AK Parti’nin Eskişehir’de 2002 yılından bu yana mahallî seçim stratejisi 2 madde üzerinde şekillenmişti.
1- “Nasıl olsa Recep Tayyip Erdoğan kendi başına oyları topluyor.”
2- “CHP'nin içi zaten olabildiğince karışık, o yüzden bizim fazlaca bir çaba harcamamıza hiç gerek yok.”
***
Bu iki düşünce yüzünden Eskişehir'de bir türlü belediyeleri kazanamadı AK Parti…
“Erdoğan’ın tek başına sağlamış olduğu oyun üzerine biraz da biz gayret edip oy koyabilsek” seçeneği hiç tercih edilmedi.
Ya da…
“Bize ne CHP içinde yaşanan karışıklıktan. Biz kendi işimize ve partimize bakalım.” denilmedi.
O yüzden...
Her mahallî seçim öncesinde, sırtını Erdoğan’ın alacağı oylara dayayıp umudunu da CHP içindeki karışıklığa bağlayan Eskişehir’deki AK Parti, girdiği her seçimden hüsranla ayrıldı.
***
Zira…
Recep Tayyip Erdoğan’ın tek başına sağladığı oy, Eskişehir’deki belediyeleri almaya her defasında yetmedi.

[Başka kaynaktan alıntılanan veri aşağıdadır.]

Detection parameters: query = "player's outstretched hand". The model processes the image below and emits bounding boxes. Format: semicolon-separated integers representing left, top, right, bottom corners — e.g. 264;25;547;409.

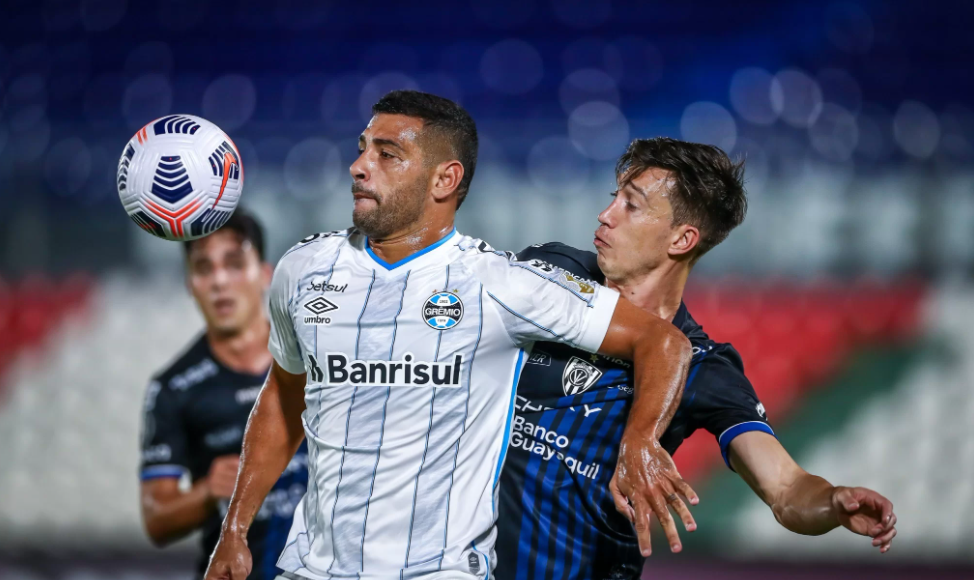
204;533;254;580
609;434;700;556
832;487;896;554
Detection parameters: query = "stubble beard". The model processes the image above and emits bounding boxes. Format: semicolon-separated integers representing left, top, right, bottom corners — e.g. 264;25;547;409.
352;180;425;240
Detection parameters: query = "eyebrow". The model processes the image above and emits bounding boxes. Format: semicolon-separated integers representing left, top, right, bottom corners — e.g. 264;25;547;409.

CHP içinde yaşanan kavga-gürültü ve karışıklık da AK Parti'nin seçim kazanmasına yetmedi.
Kısacası...
Ne Tayyip Erdoğan’ın sağladığı oy miktarı ne de CHP içinde beklenilen kavga umudu, Eskişehir’deki AK Parti’ye çare olmadı…
***
AK Parti'nin yıllardır bel bağladığı ve partiye faturası da bir hayli ağır olan bu iki seçenekli strateji sanki bundan böyle CHP tarafından sahiplenilecek ve parti için büyük bir zaaf yaratacağa benziyor.
Çünkü...
Son günlerde CHP çevresinde sık sık “Nasıl olsa parti oyu alıyor. AK Parti de Erdoğan sonrasının savaşları yüzünden olabildiğince karışık. Bizim fazladan bir şey yapmamıza gerek bile yok.” muhabbetlerini duymaya başladık.
***
Bu tür muhabbetler esnasında da, parti ile ilgili oluşan bu ortamın özellikle adaylıklar konusunda kaçırılmayacak fırsatlar doğurduğu konuşuluyor.
***
Partide adı sanı duyulmayan ve bilinmeyen, parti binasından yolu geçmemiş, sol ideoloji ile yan yana gelmesi mümkün olmayan isimlerin Parti Meclisi üyesi, belediye başkanı ve milletvekili olma hayallerini bugünden kurmaları ve kendilerini o görevlere yakıştırma cesareti bulmalarını sağlayan da, oluşan bu düşünce ortamının benimsendiğini gösteriyor...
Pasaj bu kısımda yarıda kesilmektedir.